T41A-4593:
Extended friction to flow laws and their applications to fault models and earthquake modeling across the lithosphere
Thursday, 18 December 2014
Toshihiko Shimamoto, Institute of Geology, China Earthquake Administration, Beijing, China and Hiroyuki Noda, JAMSTEC Japan Agency for Marine-Earth Science and Technology, Kanagawa, Japan
Abstract:
Establishment of a constitutive law from friction to high-temperature plastic flow has long been a task for solving problems such as modeling earthquakes and plate interactions. Here we propose an empirical constitutive law that describes this transitional behavior using only friction and flow parameters, with good agreements with experimental data on halite shear zones.
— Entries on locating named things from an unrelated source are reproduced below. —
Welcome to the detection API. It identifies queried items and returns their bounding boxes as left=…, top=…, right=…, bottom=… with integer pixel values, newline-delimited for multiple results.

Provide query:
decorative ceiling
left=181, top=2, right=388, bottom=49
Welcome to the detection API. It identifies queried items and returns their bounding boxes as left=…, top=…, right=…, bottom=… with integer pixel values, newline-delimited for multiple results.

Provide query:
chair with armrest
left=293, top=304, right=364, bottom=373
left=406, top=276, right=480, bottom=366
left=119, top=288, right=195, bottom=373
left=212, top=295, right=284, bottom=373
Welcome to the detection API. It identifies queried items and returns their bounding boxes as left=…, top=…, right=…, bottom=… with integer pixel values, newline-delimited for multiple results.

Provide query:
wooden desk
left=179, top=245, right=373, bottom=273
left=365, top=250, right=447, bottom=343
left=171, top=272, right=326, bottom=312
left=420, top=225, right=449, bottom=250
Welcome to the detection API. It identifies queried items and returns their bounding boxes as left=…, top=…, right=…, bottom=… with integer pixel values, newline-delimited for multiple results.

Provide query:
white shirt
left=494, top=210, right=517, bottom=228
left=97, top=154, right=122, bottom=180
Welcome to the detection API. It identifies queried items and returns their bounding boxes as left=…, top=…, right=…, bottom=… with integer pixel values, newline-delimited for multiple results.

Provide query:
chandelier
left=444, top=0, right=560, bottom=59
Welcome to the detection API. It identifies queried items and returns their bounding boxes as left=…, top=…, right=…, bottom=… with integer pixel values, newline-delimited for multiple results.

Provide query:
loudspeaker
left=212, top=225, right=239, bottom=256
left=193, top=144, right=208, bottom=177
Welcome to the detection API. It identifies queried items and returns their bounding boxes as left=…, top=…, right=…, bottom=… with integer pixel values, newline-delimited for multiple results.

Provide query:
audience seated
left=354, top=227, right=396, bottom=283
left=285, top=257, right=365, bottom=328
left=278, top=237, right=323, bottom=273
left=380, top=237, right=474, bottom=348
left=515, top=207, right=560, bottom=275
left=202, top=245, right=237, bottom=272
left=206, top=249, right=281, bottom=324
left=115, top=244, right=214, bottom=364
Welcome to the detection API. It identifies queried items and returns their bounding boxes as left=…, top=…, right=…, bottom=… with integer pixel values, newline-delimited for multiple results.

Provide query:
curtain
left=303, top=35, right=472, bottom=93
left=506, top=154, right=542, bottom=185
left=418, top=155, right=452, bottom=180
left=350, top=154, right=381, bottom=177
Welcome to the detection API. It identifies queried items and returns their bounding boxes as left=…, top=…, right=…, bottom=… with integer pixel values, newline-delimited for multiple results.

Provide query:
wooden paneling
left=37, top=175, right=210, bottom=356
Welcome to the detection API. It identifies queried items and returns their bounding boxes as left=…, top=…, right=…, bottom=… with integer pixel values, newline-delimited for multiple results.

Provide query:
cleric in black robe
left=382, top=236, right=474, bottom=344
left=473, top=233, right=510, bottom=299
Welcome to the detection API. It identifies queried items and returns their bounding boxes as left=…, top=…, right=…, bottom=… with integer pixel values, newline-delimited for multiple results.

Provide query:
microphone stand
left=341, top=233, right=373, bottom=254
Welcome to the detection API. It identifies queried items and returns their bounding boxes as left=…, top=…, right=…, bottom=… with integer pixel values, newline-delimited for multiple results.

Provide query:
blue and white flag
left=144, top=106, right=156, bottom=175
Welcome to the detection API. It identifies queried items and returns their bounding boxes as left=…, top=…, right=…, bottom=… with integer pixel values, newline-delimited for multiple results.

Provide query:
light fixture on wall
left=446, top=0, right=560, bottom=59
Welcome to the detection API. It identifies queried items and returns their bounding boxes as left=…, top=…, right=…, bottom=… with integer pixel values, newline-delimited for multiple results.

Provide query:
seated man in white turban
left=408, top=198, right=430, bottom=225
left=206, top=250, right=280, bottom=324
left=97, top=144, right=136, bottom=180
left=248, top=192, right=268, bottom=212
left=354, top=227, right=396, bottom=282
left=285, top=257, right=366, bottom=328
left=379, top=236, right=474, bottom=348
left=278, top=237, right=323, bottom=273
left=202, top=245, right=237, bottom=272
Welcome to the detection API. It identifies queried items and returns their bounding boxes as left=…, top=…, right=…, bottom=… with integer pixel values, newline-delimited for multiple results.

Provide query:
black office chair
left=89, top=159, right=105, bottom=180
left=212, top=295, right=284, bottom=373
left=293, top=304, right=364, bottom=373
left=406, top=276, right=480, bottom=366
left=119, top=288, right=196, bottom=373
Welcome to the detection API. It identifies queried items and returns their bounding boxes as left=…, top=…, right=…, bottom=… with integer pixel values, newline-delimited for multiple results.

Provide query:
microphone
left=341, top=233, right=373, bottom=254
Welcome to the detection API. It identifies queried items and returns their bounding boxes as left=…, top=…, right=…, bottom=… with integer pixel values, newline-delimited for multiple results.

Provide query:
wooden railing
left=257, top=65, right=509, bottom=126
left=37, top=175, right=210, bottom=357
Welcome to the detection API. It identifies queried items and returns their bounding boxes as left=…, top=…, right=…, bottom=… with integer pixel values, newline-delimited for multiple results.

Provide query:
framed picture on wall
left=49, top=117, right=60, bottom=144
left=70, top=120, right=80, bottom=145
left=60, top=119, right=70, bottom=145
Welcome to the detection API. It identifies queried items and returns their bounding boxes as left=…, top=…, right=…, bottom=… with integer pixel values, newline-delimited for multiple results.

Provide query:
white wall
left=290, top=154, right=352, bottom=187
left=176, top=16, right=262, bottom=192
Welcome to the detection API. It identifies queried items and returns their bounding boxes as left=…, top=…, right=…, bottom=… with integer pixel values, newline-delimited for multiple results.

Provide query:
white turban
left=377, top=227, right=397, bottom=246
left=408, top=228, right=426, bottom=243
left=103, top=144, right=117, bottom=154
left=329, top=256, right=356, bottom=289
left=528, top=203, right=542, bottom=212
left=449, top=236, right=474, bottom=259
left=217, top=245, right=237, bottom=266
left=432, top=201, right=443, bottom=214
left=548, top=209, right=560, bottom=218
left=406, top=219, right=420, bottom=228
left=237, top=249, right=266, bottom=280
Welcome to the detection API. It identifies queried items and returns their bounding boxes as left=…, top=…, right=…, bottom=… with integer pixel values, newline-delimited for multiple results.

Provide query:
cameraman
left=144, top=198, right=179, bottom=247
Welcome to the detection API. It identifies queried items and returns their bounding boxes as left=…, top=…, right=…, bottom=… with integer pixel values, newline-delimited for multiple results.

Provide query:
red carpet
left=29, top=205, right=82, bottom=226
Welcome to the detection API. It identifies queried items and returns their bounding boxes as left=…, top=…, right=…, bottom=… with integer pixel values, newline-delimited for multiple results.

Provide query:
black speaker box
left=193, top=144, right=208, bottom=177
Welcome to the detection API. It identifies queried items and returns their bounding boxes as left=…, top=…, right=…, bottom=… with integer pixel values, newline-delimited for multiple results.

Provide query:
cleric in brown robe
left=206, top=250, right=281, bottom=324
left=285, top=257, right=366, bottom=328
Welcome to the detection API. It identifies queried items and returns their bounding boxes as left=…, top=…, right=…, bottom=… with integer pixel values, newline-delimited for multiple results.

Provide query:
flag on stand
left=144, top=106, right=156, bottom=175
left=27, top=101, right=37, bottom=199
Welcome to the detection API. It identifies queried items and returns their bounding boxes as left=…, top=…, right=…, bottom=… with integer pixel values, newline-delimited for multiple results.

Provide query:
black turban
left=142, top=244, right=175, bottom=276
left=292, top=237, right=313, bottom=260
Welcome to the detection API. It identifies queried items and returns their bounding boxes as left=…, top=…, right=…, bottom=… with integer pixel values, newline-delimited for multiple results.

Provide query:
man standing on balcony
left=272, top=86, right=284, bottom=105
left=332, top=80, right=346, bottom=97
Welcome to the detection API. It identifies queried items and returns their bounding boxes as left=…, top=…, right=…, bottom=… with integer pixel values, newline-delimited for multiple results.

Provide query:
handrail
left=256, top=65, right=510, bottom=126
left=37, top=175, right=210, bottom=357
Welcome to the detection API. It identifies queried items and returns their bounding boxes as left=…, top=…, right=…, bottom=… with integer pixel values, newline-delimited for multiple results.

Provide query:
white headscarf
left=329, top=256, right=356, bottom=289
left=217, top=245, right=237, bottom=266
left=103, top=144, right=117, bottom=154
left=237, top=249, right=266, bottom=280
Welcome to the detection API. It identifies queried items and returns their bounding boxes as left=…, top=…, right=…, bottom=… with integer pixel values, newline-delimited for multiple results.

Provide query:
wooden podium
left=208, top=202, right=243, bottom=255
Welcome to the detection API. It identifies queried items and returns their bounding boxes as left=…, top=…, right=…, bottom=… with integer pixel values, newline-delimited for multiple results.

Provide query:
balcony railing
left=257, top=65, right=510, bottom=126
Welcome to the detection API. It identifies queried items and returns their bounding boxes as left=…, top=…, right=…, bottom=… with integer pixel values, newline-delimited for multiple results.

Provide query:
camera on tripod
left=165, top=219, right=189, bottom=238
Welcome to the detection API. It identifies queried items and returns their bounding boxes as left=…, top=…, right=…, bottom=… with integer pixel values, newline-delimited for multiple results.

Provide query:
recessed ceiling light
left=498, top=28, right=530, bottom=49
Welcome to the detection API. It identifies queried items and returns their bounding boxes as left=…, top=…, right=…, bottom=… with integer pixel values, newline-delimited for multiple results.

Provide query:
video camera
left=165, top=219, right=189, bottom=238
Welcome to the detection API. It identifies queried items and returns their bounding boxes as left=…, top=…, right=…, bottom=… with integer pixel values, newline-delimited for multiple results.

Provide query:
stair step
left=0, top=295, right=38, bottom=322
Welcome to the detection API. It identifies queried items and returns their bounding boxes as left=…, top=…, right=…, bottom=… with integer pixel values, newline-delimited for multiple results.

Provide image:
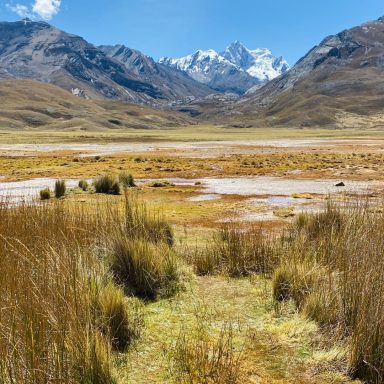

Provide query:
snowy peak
left=222, top=41, right=289, bottom=82
left=159, top=41, right=289, bottom=93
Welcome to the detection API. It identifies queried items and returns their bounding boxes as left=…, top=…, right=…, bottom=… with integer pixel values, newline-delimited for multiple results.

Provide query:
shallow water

The law predicts a complete spectrum of steady-state and transient behaviors, including the dependence of the shear resistance of a fault on slip rate, effective normal stress and temperature. The law predicts a change in velocity-weakening to velocity-strengthening with increasing temperature, very similar to the change recognized for granite under hydrothermal conditions. It is surprising that a slight deviation from the steady-state friction law due to the involvement of plastic deformation can cause a large change in the velocity dependence. We solved seismic cycles of a fault across the lithosphere with the friction to flow law using a 2D spectral boundary integral equation method, revealing dynamic rupture extending into the aseismic zone and very rich evolution of interseismic creep including slow slip prior to earthquakes. Seismic slip followed by creep is consistent with natural pseudotachylytes overprinted with mylonitic deformation. Our friction-to-flow law merges “Christmas-tree” strength profiles of the lithosphere and rate-dependency fault models used for earthquake modeling on a unified basis. Conventionally strength profiles were drawn assuming a strain rate for the flow regime, but we emphasize that stress distribution evolves reflecting the fault behavior. A fault-zone model was updated based on the earthquake modeling.